Negotiations over a devolution deal continued into the early hours amid growing indications that DUP leader Peter Robinson was struggling to sell policing and justice proposals to members of his own party.
Sinn Fein and DUP teams were again meeting at Hillsborough overnight after the emergence of signs of last-minute problems which prevented a return visit yesterday by Premiers Gordon Brown and Brian Cowen.
There were reports of unease within DUP ranks and indications that some of the party's Assembly team has voiced disquiet about aspects of the agreement.
Remaining issues were said to centre on when revised mechanisms for dealing with parades might come into effect — apparently not in time for this year's marching season — and how a new Department of Justice will work. There were also indications of concerns that promises over how the wider party would be involved in consultations have not yet been met.
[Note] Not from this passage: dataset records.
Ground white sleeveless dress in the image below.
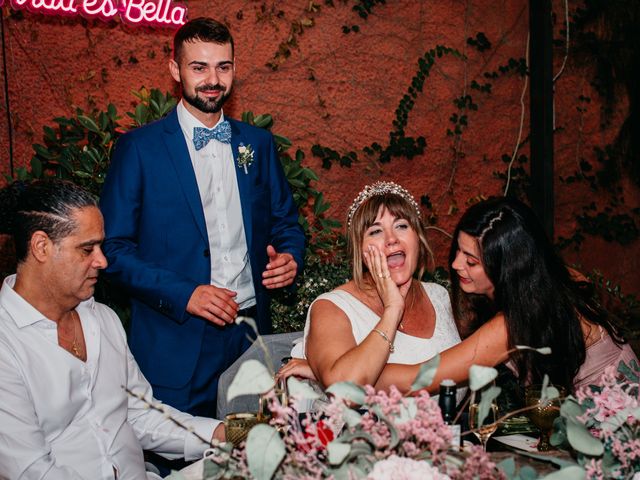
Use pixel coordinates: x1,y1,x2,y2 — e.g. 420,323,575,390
291,283,460,364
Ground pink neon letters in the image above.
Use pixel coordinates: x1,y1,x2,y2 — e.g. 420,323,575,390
0,0,187,28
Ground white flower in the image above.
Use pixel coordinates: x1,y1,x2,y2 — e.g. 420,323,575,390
238,143,253,173
367,455,450,480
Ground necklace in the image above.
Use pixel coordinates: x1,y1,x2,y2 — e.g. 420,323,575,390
60,310,85,360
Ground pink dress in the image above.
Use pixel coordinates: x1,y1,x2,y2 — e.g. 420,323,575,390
573,327,638,390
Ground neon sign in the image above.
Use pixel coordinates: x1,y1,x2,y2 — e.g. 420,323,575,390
0,0,187,28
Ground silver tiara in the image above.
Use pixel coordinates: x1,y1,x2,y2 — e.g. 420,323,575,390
347,182,420,229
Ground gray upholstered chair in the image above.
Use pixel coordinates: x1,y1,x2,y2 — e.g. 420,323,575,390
216,332,303,420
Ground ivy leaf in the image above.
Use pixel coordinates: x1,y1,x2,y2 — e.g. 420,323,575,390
78,115,100,133
411,354,440,392
544,465,587,480
326,382,364,405
469,365,498,392
227,359,273,401
246,424,285,480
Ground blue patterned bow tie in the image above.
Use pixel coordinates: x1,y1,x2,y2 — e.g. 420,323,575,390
193,120,231,151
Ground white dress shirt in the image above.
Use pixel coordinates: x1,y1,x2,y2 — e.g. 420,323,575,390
0,275,220,480
177,101,256,308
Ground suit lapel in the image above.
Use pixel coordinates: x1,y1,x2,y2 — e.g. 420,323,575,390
227,118,253,251
164,109,209,242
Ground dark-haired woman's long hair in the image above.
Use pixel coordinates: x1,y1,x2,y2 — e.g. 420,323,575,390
449,198,622,391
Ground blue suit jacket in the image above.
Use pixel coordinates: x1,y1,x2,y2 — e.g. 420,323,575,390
100,110,304,388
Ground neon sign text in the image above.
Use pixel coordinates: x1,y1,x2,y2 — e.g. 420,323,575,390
0,0,187,28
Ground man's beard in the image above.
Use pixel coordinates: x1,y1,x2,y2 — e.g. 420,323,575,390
182,85,231,113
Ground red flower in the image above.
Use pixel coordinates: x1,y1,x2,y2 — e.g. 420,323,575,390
298,420,335,453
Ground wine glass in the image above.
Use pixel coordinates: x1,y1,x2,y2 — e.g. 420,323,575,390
524,385,565,452
469,402,498,452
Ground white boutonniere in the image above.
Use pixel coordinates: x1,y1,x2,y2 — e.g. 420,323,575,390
238,143,253,174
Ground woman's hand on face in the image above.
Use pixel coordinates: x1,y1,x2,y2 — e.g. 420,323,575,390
276,358,317,381
363,245,411,309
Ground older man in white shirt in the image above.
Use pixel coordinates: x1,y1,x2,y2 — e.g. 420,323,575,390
0,181,224,480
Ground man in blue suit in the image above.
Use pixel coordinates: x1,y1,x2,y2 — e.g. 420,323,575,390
100,18,304,416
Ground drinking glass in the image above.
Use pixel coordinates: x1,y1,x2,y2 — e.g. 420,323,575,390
469,402,499,452
524,385,565,452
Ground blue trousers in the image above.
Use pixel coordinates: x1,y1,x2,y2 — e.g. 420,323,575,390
152,322,255,420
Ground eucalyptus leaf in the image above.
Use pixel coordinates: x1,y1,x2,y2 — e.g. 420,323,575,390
287,377,320,400
518,451,577,468
227,359,274,401
497,457,516,478
567,418,604,457
246,423,285,480
326,382,364,405
542,465,587,480
327,440,351,465
395,397,418,425
411,354,440,392
519,465,539,480
469,365,498,392
342,407,362,428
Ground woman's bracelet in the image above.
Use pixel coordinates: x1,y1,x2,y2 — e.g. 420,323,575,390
372,328,396,353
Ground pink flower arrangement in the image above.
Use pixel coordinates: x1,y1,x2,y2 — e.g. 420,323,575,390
560,364,640,480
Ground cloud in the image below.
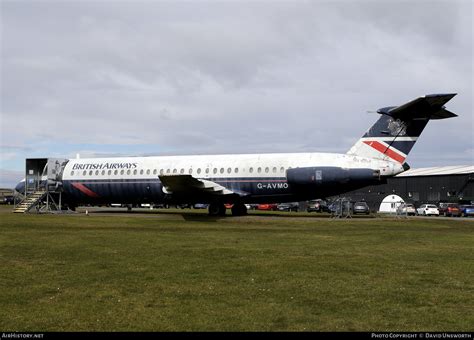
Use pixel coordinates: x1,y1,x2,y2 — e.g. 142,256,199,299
0,1,473,189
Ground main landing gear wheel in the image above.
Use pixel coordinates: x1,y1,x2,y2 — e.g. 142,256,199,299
231,203,247,216
209,203,226,216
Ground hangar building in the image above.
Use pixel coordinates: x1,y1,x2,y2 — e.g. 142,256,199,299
345,165,474,211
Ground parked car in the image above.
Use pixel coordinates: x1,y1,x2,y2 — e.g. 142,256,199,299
257,203,278,211
277,202,299,211
397,203,416,216
416,204,439,216
459,205,474,217
438,203,461,216
328,199,353,215
306,200,329,212
352,201,370,215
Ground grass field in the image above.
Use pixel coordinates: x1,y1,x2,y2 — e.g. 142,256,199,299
0,208,474,331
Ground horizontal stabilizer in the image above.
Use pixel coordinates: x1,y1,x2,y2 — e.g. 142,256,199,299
159,175,246,196
377,93,457,120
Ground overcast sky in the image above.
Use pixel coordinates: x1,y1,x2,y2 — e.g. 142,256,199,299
0,0,474,187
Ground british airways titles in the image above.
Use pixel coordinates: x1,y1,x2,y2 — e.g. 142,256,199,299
72,163,137,170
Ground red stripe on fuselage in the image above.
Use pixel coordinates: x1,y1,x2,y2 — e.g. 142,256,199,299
364,141,405,163
71,182,99,198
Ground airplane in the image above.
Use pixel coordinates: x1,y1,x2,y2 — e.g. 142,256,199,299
16,94,457,216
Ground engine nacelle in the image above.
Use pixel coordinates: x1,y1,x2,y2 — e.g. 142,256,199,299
286,166,380,186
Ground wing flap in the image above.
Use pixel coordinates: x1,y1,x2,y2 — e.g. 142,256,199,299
159,175,244,196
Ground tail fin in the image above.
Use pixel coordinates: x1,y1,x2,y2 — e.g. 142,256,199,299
347,93,457,163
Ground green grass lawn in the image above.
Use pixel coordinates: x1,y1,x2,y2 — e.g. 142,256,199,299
0,209,474,331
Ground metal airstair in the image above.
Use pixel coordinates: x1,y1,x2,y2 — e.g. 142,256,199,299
13,158,67,213
13,189,47,213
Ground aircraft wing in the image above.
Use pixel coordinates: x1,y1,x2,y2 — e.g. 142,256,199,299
159,175,247,196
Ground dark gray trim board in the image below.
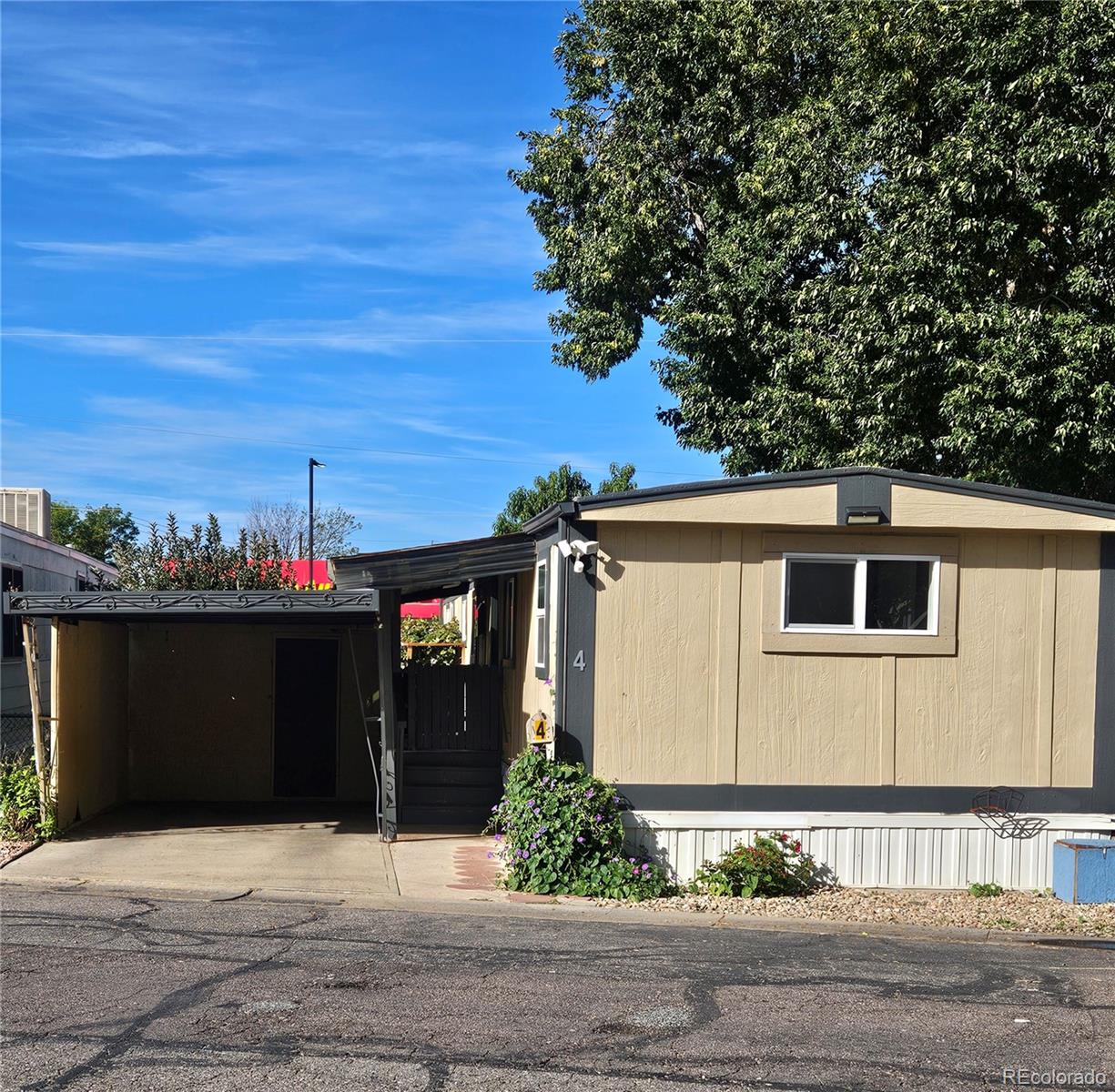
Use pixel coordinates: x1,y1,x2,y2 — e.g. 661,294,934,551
523,467,1115,534
531,531,563,679
559,521,600,773
618,783,1115,814
1091,534,1115,810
Mr Robinson, however, who reportedly met his MLAs one-by-one along with Acting First Minister Arlene Foster, was said to be confident the negotiations could be closed.
While their frustration continued, Sinn Fein appeared fairly relaxed at any 11th-hour difficulties.
The Assembly parties had been set to seal the deal to make local control over police and the legal system a reality — just after their 1,000th day in office since devolution returned.
The wraps were expected to come off a package of proposals, including a streamlined procedure on parades to prevent contentious marches bringing violence to flashpoint areas and destabilising the administration.
Prime Ministers Brown and Cowen were said to be on stand-by to fly back to Ulster to herald an historic handover of powers from Westminster, with a Stormont administration responsible for law and order for the first time in almost 40 years.
Mr Robinson was last night locked into “clarification” talks with Secretary of State Shaun Woodward and Irish Foreign Minister Micheal Martin at Hillsborough. Now stood down as First Minister for three weeks, Mr Robinson emerged from a party meeting shortly after teatime flanked by his predecessor Ian Paisley, party hardliner Gregory Campbell and his deputy leader Nigel Dodds, who is seen as a pivotal figure in bringing party sceptics over the line to accept a deal.
Mr Robinson said a number of issues remained to be resolved which he hoped could be achieved “with all due diligence”.
Sinn Fein's Gerry Kelly said a number of issues still had to be resolved but the party was confident of reaching a deal. “There are no sticking points — we are close to conclusion,” he said.
First Minister Questions at the Northern Ireland Assembly was postponed as speculation mounted that a deal on policing and justice powers was close.
At least preliminary arrangements for Mr Brown to travel back to Belfast were inadvertently revealed in the House of Commons. It also emerged Mr Cowen had cancelled a trip to Madrid.
In London Foreign Secretary David Miliband let it slip in Parliament that Mr Brown had been en route and then postponed travel plans for Belfast.
Asked by MPs where the PM was, Mr Miliband said: “He's in Northern Ireland actually.” Then he corrected his comments after being handed a note.
The ongoing talks also meant First Ministers Question Time in the Assembly was called off.
New SDLP MLA Conall McDevitt said it was 1001 days since the current DUP and Sinn Fein-dominated Executive began, yet it had achieved less than its predecessor, primarily run by his party and Ulster Unionists, in 750 days.